How Web Proxies Work: The Technology Behind /browse
A technical breakdown of how the KillNode server-side proxy routes your requests and why it bypasses local network restrictions.
What a web proxy actually does
When you browse through a web proxy, the browser never connects to the destination server. Instead:
- Your browser connects to the proxy server (KillNode's servers on Vercel).
- The proxy server fetches the destination URL on your behalf.
- The proxy rewrites the response and returns it to your browser.
- To your ISP, you are talking to the proxy host — the destination is invisible.
Why this bypasses local restrictions
ISP-level blocks and corporate firewalls operate by inspecting DNS lookups and TCP connections. When you use /browse:
- No DNS lookup for the destination is made from your machine — your browser only resolves
killnode.vercel.app. - No TCP connection to the destination leaves your machine — all connections originate from Vercel's servers.
- No SNI leakage — your TLS handshake is with
killnode.vercel.app.
URL rewriting
HTML is full of relative and absolute URLs that would normally resolve against the destination domain.
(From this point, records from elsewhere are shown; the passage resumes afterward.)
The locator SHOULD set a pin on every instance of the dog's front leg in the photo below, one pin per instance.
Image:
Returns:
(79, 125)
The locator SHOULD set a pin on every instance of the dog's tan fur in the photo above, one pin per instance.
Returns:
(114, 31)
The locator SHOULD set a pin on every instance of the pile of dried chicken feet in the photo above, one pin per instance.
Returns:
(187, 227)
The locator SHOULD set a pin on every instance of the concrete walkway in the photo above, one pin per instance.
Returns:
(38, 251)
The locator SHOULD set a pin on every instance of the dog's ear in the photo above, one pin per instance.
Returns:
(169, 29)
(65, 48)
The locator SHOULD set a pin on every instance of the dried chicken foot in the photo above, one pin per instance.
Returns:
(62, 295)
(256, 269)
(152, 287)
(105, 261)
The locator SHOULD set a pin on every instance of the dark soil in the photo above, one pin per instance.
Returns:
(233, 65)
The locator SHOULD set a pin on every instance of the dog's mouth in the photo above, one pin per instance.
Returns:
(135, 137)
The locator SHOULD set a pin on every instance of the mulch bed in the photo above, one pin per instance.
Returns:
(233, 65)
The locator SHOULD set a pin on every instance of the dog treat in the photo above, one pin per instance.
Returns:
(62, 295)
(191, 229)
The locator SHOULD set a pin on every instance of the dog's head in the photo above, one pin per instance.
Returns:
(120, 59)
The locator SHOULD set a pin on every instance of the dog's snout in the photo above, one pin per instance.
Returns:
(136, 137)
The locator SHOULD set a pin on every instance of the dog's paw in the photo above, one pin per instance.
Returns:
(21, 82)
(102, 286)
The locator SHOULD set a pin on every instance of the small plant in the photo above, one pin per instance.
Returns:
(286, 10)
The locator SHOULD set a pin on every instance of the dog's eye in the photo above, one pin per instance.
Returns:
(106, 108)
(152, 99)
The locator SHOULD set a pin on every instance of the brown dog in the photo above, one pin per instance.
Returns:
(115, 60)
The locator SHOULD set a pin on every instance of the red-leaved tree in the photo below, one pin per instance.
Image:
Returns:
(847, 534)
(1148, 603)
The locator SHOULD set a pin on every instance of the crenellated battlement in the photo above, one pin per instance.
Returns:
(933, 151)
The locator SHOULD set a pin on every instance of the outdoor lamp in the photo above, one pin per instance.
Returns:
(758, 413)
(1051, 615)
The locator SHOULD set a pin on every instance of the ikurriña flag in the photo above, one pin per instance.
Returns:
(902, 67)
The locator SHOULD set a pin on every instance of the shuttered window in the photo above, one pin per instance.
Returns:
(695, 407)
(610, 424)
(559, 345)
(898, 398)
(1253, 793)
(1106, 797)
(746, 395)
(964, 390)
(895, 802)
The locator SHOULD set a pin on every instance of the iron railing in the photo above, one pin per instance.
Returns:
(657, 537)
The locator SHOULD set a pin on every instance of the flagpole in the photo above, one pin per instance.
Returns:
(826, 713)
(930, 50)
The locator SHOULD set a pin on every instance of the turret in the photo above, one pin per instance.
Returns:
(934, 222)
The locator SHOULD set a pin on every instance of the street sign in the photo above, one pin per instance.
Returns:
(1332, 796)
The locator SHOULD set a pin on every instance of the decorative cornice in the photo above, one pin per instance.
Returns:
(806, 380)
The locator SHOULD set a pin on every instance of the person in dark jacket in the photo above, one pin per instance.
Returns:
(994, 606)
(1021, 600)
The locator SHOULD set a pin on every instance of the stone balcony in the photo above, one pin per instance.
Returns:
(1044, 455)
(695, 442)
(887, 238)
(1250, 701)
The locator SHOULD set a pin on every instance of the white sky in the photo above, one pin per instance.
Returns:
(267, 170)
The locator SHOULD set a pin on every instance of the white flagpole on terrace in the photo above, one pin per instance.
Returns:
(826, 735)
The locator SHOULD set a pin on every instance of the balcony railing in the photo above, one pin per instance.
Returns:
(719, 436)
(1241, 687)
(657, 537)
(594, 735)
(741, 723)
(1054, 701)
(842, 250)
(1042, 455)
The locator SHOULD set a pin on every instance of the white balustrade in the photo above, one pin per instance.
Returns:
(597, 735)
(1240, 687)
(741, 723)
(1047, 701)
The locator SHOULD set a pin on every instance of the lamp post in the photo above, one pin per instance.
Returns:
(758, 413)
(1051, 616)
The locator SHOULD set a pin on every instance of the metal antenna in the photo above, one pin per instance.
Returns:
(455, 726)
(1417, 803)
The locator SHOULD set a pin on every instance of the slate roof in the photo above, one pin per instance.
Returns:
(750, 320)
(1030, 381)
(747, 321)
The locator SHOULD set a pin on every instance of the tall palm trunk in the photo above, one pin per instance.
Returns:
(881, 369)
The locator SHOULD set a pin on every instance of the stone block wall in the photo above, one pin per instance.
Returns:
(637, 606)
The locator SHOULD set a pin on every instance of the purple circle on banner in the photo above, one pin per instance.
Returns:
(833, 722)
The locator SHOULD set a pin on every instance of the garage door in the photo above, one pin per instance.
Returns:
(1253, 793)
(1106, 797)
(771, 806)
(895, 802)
The proxy rewrites every URL in the response to route back through itself.
KillNode's proxy handles:
- HTML attributes:
href,src,action,data,poster,srcset - CSS:
url()in<style>blocks and inlinestyle=attributes - Meta refresh redirects
- Dynamic requests via patched
fetch/XMLHttpRequest
Limitations
- Login sessions: Cookies from the proxied site are scoped to
killnode.vercel.app. Logging into third-party accounts does not work. - JavaScript-heavy SPAs: Apps that fetch their own API endpoints may work partially.
- WebSockets: Not proxied.
- Strict CSP sites: Sites that restrict script sources may render incorrectly.
When to use it vs the desktop app
Use /browse for quick IP leak tests and bypassing blocked sites without installing anything.
Use the KillNode desktop app for full Tor integration, the neural killswitch, and routing your entire OS network stack through Tor.